Both life expectancy and expected years of disability-free life had been trending up in the United States for decades until 2010. The resulting need to fund a longer retirement was met by calls to work longer, and the expanding capacity to work longer justified those calls. However, in the last fifteen years, slowing declines in mortality have coincided with negative health trends, raising the possibility of even slower growth in working life expectancy. A crucial question, then, is whether working longer is even possible for many people?
To answer that question, policymakers need to know whether individuals are physically capable of working: are they alive, in the community, and not encumbered by work-limiting disabilities? The analysis presented here shows that improvement in life expectancy has moderated since 2006, while improvement in working life expectancy has slowed even more, such that every year of life expectancy gained is associated with only about half a year of work capacity.
When looking across demographic groups, the picture is more concerning. The population-level gain, however modest, is driven almost entirely by high-education groups (although low-education Black women have seen similar growth). As a result, a large share of those with less than median education will not be able to work even two years beyond the early eligibility age for Social Security, even if they managed to work to 62. This problem is particularly acute among low-education Black men, who had very low working life expectancies in 2006 and experienced no improvement in the past fifteen years. A majority of this group will be incapable of work to the FRA.
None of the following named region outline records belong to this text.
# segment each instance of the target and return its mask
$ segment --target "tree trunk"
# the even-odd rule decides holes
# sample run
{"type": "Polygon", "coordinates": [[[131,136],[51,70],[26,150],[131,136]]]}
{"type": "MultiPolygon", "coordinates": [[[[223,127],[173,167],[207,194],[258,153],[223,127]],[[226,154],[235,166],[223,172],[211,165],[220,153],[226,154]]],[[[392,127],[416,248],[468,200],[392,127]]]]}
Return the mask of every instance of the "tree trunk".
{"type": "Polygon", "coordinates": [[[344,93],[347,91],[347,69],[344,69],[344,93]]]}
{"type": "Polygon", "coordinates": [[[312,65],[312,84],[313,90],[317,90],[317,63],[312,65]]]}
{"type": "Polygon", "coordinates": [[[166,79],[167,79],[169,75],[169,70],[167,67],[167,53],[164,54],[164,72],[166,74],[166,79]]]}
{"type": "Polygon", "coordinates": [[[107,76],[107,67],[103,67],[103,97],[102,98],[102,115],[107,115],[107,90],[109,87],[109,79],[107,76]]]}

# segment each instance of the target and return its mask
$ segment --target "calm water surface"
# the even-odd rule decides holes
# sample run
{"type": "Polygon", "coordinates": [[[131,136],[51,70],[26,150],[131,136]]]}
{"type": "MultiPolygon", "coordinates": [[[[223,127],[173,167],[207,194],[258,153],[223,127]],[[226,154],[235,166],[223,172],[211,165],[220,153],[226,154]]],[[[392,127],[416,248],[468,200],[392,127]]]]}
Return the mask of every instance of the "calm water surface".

In thinking of solutions for inadequate retirement savings, working longer may be a fine response for those with more education, but Black and low-education individuals, who are the least likely to have sufficient savings, are also the least well-positioned to work longer. They would also be the groups most vulnerable to further increases in Social Security’s eligibility age thresholds. New solutions for these groups need to account for their high probability of not being physically capable of extending their working lives.